States in the bay’s watershed are supposed to have measures in place by 2025 that will get them to pollution reduction goals — the total daily maximum load, or TMDL — under targets set by the Environmental Protection Agency in 2010. The TMDL set slimits for nitrogen and phosphorus pollution, in addition to reductions in sediment.
“The EPA has flat out walked away from that requirement,” Frosh said in a news conference to discuss the letter.
EPA’s recent evaluation of each bay state’s Watershed Improvement Plan concluded that Maryland, Virginia and the District of Columbia all will attain their respective necessary load reductions by 2025. EPA also concluded that the plans submitted by Pennsylvania and New York were deficient, falling short of nutrient reduction goals and lacking sufficient funding.
EPA has not, however, required Pennsylvania or New York to develop or implement plans that fully meet the pollution reduction goals, according to the letters.
Virginia Attorney General Mark Herring said the EPA is “rubber stamping” plans and that all states need to adhere to the watershed agreement.
“We have to do everything we can to restore the Chesapeake Bay’s healthy trajectory,” he said. “That means also as administrator of that agreement the EPA has to enforce its terms and the EPA has to treat all the watershed states and partners equally and make sure each is pulling its own weight.”
Frosh and others said the EPA’s inaction reflects a wider change of policy toward bay cleanup under President Donald Trump’s administration. In January, the head of the EPA’s Chesapeake Bay Program stepped back from strict enforcement of 2025 pollution goals for the Chesapeake Bay, calling the technical targets “an aspiration” and not an enforceable deadline.
The comments by program Director Dana Aunkst near the end of a two-day conference in Annapolis sparked criticism from state officials and outrage from several environmental groups who said they represent the Trump administration’s retreat from the Chesapeake Bay cleanup effort.

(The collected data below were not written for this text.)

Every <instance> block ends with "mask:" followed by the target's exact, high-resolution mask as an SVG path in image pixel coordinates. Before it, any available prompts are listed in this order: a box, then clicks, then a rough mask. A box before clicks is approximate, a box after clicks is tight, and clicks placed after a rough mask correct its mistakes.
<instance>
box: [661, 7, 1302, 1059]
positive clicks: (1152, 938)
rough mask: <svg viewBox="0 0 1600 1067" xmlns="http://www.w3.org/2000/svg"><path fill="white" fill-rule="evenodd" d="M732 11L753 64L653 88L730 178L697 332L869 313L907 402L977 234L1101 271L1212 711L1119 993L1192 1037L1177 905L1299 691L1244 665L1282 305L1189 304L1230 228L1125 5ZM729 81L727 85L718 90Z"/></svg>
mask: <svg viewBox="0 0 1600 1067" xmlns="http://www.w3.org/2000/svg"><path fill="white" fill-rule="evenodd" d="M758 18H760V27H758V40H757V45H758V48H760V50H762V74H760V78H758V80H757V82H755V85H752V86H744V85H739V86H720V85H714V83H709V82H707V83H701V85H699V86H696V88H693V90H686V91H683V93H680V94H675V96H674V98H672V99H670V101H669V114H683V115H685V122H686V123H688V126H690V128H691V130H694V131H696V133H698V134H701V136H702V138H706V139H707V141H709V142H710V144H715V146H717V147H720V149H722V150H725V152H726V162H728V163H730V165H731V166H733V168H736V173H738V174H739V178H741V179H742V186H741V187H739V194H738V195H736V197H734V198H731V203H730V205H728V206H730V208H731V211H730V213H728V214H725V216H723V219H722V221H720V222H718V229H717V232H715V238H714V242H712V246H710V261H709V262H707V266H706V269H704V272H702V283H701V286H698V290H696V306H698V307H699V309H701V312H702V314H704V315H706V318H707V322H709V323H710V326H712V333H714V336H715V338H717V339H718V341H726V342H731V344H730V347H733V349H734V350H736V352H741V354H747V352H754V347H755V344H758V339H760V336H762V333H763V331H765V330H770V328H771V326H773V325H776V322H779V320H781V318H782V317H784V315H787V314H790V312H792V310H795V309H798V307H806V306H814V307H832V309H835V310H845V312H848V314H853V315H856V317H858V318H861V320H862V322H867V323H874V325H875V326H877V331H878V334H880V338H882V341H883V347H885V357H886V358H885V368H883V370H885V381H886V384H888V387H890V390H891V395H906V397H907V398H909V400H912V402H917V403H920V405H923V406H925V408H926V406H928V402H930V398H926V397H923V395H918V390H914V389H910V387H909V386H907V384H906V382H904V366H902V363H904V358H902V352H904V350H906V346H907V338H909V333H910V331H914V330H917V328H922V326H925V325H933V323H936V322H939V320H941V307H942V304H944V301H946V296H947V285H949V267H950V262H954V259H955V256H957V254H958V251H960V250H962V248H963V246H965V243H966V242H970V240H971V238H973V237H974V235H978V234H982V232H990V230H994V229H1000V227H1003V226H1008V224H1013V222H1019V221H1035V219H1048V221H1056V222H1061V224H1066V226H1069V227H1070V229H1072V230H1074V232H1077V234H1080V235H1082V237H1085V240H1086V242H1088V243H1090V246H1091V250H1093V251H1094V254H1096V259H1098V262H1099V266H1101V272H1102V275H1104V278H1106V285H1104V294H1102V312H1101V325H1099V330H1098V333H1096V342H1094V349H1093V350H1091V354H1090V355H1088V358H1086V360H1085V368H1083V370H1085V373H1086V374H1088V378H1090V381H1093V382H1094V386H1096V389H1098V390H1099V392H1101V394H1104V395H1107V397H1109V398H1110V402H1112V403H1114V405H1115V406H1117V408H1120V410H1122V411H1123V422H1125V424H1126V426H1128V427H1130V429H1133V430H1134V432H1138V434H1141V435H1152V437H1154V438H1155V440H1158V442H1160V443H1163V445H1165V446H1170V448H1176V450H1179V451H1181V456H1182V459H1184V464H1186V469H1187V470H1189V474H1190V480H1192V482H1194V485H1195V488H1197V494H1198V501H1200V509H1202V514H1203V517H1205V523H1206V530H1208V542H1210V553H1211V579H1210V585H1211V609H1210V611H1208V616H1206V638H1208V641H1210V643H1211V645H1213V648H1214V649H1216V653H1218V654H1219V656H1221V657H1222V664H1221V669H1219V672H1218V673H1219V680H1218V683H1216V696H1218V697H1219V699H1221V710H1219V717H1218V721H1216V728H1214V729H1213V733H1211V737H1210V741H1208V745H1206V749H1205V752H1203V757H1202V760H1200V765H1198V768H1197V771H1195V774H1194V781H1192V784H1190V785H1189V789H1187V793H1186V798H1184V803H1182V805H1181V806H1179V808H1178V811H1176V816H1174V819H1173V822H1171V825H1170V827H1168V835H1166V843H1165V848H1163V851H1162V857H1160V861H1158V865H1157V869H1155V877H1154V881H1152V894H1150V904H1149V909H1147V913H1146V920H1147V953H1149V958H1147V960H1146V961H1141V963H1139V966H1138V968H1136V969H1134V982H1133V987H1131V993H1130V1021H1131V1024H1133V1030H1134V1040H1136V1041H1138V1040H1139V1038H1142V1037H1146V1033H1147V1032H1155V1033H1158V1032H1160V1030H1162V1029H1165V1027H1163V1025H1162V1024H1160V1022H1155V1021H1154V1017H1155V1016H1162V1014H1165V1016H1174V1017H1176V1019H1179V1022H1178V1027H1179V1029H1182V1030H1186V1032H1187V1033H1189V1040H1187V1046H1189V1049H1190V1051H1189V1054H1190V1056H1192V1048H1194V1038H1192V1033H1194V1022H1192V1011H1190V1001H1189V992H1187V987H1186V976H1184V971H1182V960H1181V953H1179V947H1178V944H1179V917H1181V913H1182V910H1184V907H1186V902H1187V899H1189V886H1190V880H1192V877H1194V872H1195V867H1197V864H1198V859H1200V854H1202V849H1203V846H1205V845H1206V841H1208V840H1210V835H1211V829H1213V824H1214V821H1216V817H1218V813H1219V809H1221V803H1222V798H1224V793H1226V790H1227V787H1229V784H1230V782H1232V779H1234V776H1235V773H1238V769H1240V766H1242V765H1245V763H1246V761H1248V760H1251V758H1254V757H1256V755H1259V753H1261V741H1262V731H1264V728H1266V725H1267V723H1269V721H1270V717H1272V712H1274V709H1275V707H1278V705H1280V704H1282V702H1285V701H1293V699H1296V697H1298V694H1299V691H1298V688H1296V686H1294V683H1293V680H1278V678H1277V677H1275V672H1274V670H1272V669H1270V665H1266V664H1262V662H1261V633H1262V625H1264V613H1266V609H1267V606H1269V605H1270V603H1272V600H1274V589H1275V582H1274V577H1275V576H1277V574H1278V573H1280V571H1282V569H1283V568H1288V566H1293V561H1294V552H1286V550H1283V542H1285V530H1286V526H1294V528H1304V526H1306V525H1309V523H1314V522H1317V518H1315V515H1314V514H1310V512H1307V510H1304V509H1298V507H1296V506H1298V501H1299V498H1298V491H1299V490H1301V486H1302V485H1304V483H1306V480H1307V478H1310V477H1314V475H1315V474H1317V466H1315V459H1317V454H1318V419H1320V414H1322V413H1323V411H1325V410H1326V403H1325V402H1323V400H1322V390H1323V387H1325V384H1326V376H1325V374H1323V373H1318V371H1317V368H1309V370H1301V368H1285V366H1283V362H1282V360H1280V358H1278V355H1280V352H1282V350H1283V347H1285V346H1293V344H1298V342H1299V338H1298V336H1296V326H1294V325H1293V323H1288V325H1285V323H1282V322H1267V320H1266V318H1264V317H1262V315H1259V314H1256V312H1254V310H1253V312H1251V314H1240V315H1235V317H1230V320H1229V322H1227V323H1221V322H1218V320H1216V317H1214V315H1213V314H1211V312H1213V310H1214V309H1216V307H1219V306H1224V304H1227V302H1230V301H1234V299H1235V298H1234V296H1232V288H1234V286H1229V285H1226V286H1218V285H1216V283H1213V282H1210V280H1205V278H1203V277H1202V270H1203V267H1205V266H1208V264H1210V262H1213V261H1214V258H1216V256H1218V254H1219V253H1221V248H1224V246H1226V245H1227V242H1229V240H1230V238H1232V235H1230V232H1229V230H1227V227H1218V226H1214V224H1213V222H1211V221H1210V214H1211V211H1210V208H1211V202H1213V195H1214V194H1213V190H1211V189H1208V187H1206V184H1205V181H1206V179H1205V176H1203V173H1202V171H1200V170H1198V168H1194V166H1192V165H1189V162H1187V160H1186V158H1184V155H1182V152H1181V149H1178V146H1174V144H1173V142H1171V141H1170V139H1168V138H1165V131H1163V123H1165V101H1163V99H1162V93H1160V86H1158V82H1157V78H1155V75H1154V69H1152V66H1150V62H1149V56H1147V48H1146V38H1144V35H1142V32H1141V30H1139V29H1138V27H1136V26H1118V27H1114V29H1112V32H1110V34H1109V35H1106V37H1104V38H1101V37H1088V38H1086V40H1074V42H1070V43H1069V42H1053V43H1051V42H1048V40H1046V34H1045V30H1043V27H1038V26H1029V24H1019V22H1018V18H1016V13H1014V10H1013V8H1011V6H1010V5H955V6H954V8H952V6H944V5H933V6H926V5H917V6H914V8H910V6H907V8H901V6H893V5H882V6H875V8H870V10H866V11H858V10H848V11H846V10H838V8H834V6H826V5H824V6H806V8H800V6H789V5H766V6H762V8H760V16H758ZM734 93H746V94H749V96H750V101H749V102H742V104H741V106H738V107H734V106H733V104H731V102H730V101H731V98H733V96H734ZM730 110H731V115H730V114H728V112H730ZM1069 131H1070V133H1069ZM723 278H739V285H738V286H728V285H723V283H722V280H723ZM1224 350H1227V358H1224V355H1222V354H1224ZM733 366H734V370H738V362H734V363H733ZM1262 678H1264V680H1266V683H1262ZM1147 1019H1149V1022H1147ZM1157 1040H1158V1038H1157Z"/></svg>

But in discussing what happens after 2025, when the TMDL was supposed to be in force, Aunkst told those attending the Chesapeake Bay Commission meeting that 2025 is not a deadline. He said the 2010 targets only inform regulatory decisions.

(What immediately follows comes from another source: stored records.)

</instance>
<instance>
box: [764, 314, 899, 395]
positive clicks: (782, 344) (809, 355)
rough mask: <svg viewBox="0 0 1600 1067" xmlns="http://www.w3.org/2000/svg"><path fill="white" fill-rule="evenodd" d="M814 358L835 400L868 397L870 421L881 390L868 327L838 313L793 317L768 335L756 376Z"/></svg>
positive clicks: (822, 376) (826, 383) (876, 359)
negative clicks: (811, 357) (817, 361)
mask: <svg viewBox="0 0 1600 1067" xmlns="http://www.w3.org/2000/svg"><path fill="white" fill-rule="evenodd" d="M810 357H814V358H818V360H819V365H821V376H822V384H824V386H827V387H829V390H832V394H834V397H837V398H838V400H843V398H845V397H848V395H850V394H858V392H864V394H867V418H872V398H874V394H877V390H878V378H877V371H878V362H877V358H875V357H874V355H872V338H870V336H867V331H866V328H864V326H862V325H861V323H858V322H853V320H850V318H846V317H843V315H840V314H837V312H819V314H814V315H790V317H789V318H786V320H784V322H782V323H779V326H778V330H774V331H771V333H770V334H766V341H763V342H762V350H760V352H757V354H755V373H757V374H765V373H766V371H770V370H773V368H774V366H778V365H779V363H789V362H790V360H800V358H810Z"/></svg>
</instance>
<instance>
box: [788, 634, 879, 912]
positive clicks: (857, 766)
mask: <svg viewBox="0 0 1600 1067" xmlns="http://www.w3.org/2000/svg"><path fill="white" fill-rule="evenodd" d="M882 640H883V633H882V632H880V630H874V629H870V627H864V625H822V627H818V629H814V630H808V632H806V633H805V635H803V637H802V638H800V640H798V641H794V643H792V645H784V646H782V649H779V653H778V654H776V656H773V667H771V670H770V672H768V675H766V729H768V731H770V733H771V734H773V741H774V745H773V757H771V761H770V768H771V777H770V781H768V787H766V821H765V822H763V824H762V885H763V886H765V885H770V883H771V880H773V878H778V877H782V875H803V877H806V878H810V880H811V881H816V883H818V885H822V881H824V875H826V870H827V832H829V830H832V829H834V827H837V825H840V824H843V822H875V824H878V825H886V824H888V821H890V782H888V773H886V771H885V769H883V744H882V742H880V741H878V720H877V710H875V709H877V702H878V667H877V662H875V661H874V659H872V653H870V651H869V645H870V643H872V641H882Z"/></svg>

“The TMDL itself is not enforceable,” he said.
Anne Arundel County Executive Steuart Pittman announced Monday the county also will file a lawsuit against the EPA.
In a statement, Pittman cited the county’s 500 miles of shoreline, travel and tourism spending and half a billion dollars spent over the last decade in upgrades to its wastewater treatment plants and stormwater infrastructure.
“Anne Arundel County residents have invested far too much in the Chesapeake Bay restoration effort to watch from the sidelines as the EPA abandons its obligations,” Pittman said. “Since the federal government refuses to lead, placing our local economy, our residents, and our very way of life at risk, I must ask the courts to intervene and make them lead.”
Rachael Pacella and Brandi Bottalico contributed to this story.